Automated transport systems have long been a central component of modern intralogistics. Traditionally, mobile transport robots (MTRs) are controlled via a central fleet management system that assigns routes, allocates tasks, and coordinates overall material flow. However, this approach comes with challenges: high costs, limited flexibility, and the risk of system failures. An alternative solution gaining traction is decentralized control via agent-based systems โ a concept reminiscent of the way natural swarms function.
The Limitations of Centralized Systems
A traditional automated guided vehicle (AGV) system is organized through a central fleet management system. This system oversees the entire process, determines when and where each robot should operate, and ensures seamless interaction among all vehicles. Even simple actions such as turning, stopping, or signaling are dictated by the central control. Acting as a central hub, it collects and processes all relevant data.
However, this centralized approach has its drawbacks. If the connection to the control system fails due to maintenance, network issues, or system errors, the entire fleet comes to a halt. Even a single malfunctioning vehicle can disrupt material flow. Moreover, the IT infrastructure requirements are substantial: Beyond expensive hardware and software investments, companies must also hire staff and acquire support contracts to ensure smooth operations. For small and medium-sized enterprises, these costs are often prohibitive.
Decentralized Control: More Flexibility with Swarm Intelligence
An alternative approach is decentralized, agent-based control. Here, robots do not function merely as executors of a central command but rather as independent agents within an intelligent network. The vehicles communicate directly with each other, continuously exchanging information about position, speed, and routes, and making autonomous decisions.
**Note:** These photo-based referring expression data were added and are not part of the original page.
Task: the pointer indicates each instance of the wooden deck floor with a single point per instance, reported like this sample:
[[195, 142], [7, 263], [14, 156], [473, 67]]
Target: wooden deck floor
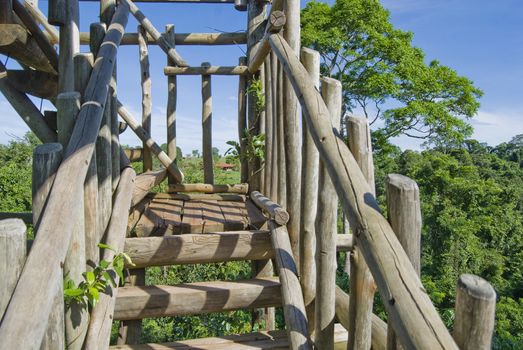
[[165, 214]]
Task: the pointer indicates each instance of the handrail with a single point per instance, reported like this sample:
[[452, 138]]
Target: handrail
[[410, 310], [43, 269]]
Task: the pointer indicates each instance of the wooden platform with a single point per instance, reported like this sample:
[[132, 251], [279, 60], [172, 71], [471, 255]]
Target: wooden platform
[[167, 214]]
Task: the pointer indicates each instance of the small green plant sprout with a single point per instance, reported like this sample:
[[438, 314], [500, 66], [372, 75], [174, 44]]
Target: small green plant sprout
[[256, 89], [97, 281]]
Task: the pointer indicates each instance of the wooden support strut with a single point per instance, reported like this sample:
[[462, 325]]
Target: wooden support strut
[[417, 322], [167, 162], [162, 42], [42, 270], [275, 24]]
"Transport robots are comparable to organisms living in a society," explains Michael Reicheicher, CEO of SAFELOG GmbH. "They all know the rules and regulations they must follow, but they can act independently."
This swarm intelligence enables dynamic and adaptive route planning. Traffic flow, intersections, and pathways are coordinated in real-time between the involved vehicles without requiring central oversight. Even peripheral devices like elevators or conveyors can be integrated into the system: An elevator, for example, can communicate its current floor location, allowing the robot to independently decide whether to use it and when.
Advantages of Swarm Control
Agent-based control offers several advantages over traditional fleet management:
High fault tolerance: Even if communication between individual robots is disrupted, the overall system remains functional. If a single robot fails, the rest continue operating.
Flexibility in process changes: Workflow modifications can be implemented incrementally without halting or reconfiguring the entire system.
Reduced costs: Expensive IT infrastructure, licensing fees, and maintenance contracts become unnecessary, making MTRs economically viable even for smaller businesses.
Independence from external systems: Unlike centralized control, which often relies on stable Wi-Fi connections, agent-based systems can operate without continuous data synchronization.
Applications and Hybrid Integration with Centralized Systems
While decentralized control offers many benefits, there are scenarios where a central fleet management system remains advantageous. This is particularly true for heterogeneous vehicle fleets where different manufacturers and systems operate together. The VDA-5050 interface standard ensures interoperability, allowing different vehicle types to be managed within a single fleet.
However, centralized and decentralized approaches are not mutually exclusive. A hybrid model can leverage the strengths of both: While the fleet management system provides overarching directives, individual robots retain the ability to make independent decisions. This approach enhances efficiency and robustness in intralogistics processes.
Conclusion: Autonomy as the Key to Efficiency
The shift towards intelligent, self-organizing robotic swarms represents a paradigm shift in intralogistics. Agent-based systems provide a cost-effective, flexible, and resilient alternative to traditional fleet management, ensuring smooth operation without centralized oversight. Companies adopting this technology benefit from greater adaptability, reduced failure risks, and long-term cost savings. The future of transport robotics lies in intelligent autonomy โ a system that, like a living organism, can adapt dynamically to the ever-changing demands of logistics.